Realigning to What is Key
by Rebecca Crichton
However January unfolded for you, we somehow got through its many challenges in the physical, political and personal realms.
My experiences of the month have led me into embracing the prefix Re. I am revisiting, reevaluating, reconsidering, recalibrating, and reexamining how I do what I do. Revising. Reviewing. Redirecting. Reconnecting. Rethinking.
When I became a trainer and facilitator at Boeing, I had to take a batch of personality assessment tests. I initially dismissed them, fuming: “Don’t try putting me into some kind of box. I can’t be categorized.” It wasn’t that I thought I couldn’t be described by others, it was that I believed I couldn’t be summed up and therefore predictable. Hubris in action! Each assessment showed the same cluster of characteristics and behaviors in somewhat different configurations, with far more consistency than I wanted to admit.
I especially liked the Birkman Assessment Tool.

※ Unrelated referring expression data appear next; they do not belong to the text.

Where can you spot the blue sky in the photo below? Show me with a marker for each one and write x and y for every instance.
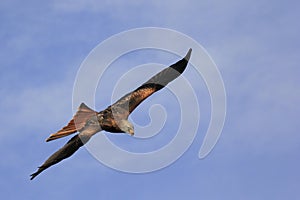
(256, 47)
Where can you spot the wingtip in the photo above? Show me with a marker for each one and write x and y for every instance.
(188, 55)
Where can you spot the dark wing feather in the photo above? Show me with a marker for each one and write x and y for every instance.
(69, 148)
(131, 100)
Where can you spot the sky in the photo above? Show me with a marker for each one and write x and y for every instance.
(255, 46)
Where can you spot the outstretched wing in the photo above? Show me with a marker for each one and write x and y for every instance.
(69, 148)
(131, 100)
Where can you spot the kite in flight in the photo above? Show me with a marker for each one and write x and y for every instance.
(113, 119)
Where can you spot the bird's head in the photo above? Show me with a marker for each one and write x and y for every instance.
(126, 127)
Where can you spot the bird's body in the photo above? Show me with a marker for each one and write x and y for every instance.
(113, 119)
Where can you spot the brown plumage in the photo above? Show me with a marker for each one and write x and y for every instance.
(113, 119)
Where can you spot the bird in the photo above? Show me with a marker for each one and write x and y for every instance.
(114, 118)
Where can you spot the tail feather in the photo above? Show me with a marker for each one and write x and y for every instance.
(66, 151)
(76, 124)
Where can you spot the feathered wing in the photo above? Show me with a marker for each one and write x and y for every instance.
(76, 124)
(131, 100)
(69, 148)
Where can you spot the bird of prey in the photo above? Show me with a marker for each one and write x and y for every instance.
(113, 119)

It combined motivational, behavioral, and interests evaluation in one test in order to help individuals understand their unique strengths and interactions with others. The results included various spectrums indicating interests and behavior. One scale measured whether people were more or less trusting of others. On one side of the spectrum was “I trust you until you prove you can’t be trusted.” On the other, “I don’t trust you until you prove you can be trusted.”
Bonding with others is a basic survival skill, with recent research showing that most people default to the trust position. These two polarities, trust and distrust, vie with each other. Our tribes – whether families or other groups we identify with – enforce bonding and trusting within the group and guard and defend against others outside the group.

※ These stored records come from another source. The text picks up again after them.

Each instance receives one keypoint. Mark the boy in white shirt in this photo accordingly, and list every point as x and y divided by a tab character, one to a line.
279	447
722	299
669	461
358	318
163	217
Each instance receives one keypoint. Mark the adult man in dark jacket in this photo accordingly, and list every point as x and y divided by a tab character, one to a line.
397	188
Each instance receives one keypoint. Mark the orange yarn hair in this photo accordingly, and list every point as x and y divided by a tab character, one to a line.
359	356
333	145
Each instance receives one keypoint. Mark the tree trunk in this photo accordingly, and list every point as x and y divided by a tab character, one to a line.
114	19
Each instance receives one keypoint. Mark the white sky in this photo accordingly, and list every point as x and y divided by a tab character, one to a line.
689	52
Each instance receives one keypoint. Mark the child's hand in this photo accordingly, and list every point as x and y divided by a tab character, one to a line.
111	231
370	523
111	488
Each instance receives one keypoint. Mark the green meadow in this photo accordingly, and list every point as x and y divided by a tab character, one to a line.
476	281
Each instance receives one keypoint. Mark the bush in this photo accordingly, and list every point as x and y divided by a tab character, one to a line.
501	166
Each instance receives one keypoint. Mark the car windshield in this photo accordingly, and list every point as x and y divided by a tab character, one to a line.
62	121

That polarization and its either/or stance causes many of the conflicts we confront in our current world. In December, I declared Polarized the word of the year. We are now in an even more heightened state of Us vs. Them and Either-Or than ever.

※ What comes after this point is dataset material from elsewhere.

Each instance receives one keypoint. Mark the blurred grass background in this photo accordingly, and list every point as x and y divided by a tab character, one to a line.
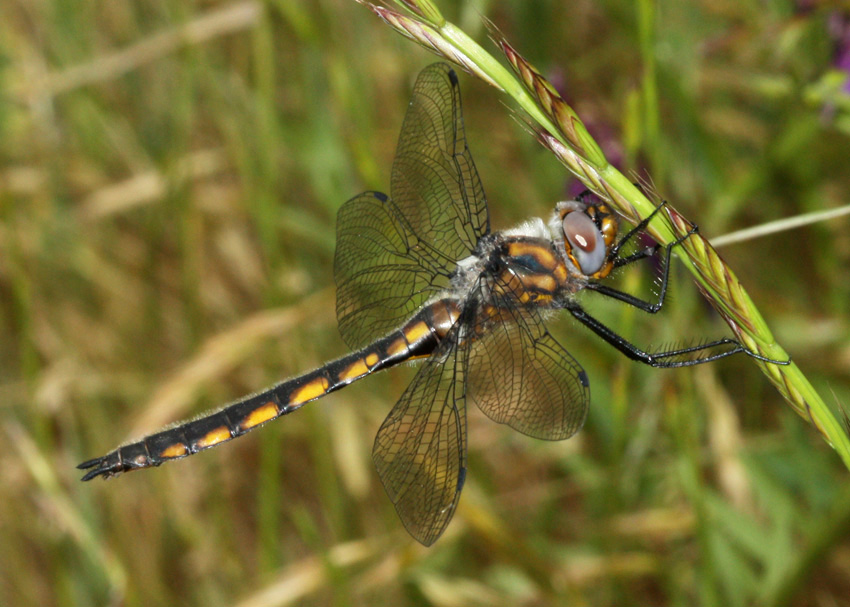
169	178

If you Google the words ‘Be Kind,’ among the choices will be a famous quote originally attributed to Philo of Alexandria, a 15th Century BCE philosopher. While the attribution keeps changing, it captures a universal truth: Be kind, for everyone you meet is fighting a hard battle.
Kindness, which the Dalai Lama claims as his religion, is a critical element of being human. The hormone oxytocin is often called the “love hormone” and is associated with feelings of bonding and trust. It’s the same hormone that mothers release during childbirth and breastfeeding to strengthen the bond with their child. When you are kind to others, your brain releases oxytocin, which, in turn, promotes those same feelings.
I am not alone in my growing awareness of the threats and dangers around us. Whether its politics or AI, the internet or social media, we are bombarded with stimuli that range from truth (what is that anyway?) to blatant lies. Sometimes we can’t tell the difference. That can trigger fear and defensiveness, cynicism and hopelessness.
My advice: Reconsider what you hear and see. Review and Revise old stories that don’t allow for Renewal and Recentering. Reclaim Resilience, an essential tool for managing life at this crucial time.